The Court ruled that "the only conceivable basis for imposing liability was on a theory of contributory infringement arising from its sale of VCRs to consumers with knowledge that some would use them to infringe."

Three factors enhanced Grokster's and StreamCast's liability, the Supreme Court found: the companies aimed advertising at satisfying a known source of demand; they failed to develop any type of filtering tools to remove copyrighted content from networks; and the companies sold secondary banner ads to users of their software in order to increase revenue streams and increase the user base.

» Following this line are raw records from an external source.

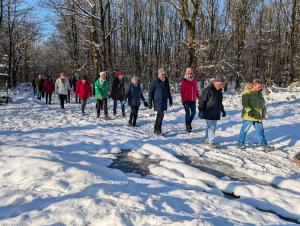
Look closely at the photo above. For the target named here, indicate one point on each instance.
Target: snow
(54, 167)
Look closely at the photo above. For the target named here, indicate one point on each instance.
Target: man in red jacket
(189, 95)
(48, 89)
(84, 91)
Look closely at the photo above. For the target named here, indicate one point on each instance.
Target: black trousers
(83, 104)
(62, 99)
(102, 104)
(68, 99)
(48, 98)
(158, 122)
(133, 114)
(116, 105)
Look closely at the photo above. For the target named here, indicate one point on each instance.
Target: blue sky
(44, 16)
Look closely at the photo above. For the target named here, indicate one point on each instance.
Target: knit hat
(119, 74)
(219, 79)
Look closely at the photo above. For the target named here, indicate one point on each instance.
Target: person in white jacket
(62, 86)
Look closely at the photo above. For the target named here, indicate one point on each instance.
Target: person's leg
(243, 132)
(211, 130)
(193, 112)
(61, 99)
(123, 107)
(105, 107)
(187, 113)
(131, 114)
(159, 122)
(136, 110)
(115, 107)
(260, 134)
(98, 107)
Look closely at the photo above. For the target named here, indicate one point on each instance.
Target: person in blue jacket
(159, 94)
(134, 94)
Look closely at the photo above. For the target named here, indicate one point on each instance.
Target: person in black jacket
(210, 109)
(40, 87)
(33, 84)
(118, 93)
(159, 94)
(134, 95)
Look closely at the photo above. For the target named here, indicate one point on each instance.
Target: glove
(201, 114)
(223, 114)
(251, 114)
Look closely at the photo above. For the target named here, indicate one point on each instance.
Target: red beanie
(119, 74)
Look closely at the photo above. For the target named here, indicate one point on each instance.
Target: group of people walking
(210, 106)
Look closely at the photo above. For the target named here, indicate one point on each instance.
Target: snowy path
(54, 168)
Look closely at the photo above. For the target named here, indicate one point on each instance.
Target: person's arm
(56, 87)
(197, 91)
(151, 93)
(182, 90)
(245, 102)
(142, 95)
(128, 91)
(76, 90)
(169, 93)
(203, 100)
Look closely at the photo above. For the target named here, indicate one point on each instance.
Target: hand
(223, 114)
(251, 114)
(201, 114)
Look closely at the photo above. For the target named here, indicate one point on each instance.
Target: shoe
(188, 128)
(212, 146)
(159, 133)
(241, 146)
(265, 148)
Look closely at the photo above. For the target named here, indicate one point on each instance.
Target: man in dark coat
(134, 95)
(159, 94)
(75, 79)
(33, 84)
(40, 87)
(118, 93)
(210, 109)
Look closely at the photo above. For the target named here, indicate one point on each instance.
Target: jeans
(190, 112)
(102, 104)
(83, 104)
(133, 115)
(39, 95)
(68, 99)
(158, 122)
(210, 131)
(259, 132)
(122, 106)
(62, 99)
(48, 98)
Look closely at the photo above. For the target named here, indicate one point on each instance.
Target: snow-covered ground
(54, 167)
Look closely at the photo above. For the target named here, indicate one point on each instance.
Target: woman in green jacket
(254, 111)
(102, 87)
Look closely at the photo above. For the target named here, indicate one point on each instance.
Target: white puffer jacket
(62, 87)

Thus, "the unlawful objective is unmistakeable," Souter ruled.

The only dissent was a disagreement between Justices Ruth Bader Ginsburg and Steven Breyer regarding the amount of modification necessary for the original Sony ruling.In the cable line-sharing ruling, Justice Clarence Thomas cited the 1979 "Computer Inquiry II" findings on the differences between pure transmission and enhanced data services. The FCC ruled in 2002 that cable-TV Internet service did not constitute a basic transmission service requiring line-sharing. Thomas's confirmation of that finding seemed to suggest future issues as cable operators move to voice-over-Internet-protocol services, in many cases using a cable modem with a telephony adapter as the basis for voice service.

"Cable modem service is not a telecommunications offering because the consumer uses the high-speed wire always in connection with the information-processing capabilities provided by Internet access." The difference, Thomas ruled, is whether Internet service is fully integrated with other service offerings. As both cable and phone companies move to bundled triple-play services, the wording of Thomas's ruling could make a stronger case for treating cable offerings as telecommunication services.

Justice Antonin Scalia, in a dissent joined by Souter and Ginsburg, claimed that the FCC is still trying to distinguish DSL and cable transmission in ways that make no sense. Ultimately, physical transmission service linked to specific higher-layer service should be treated the same, and cable companies theoretically can make the same type of local-access bottleneck demonstrated by local phone companies who do not share lines.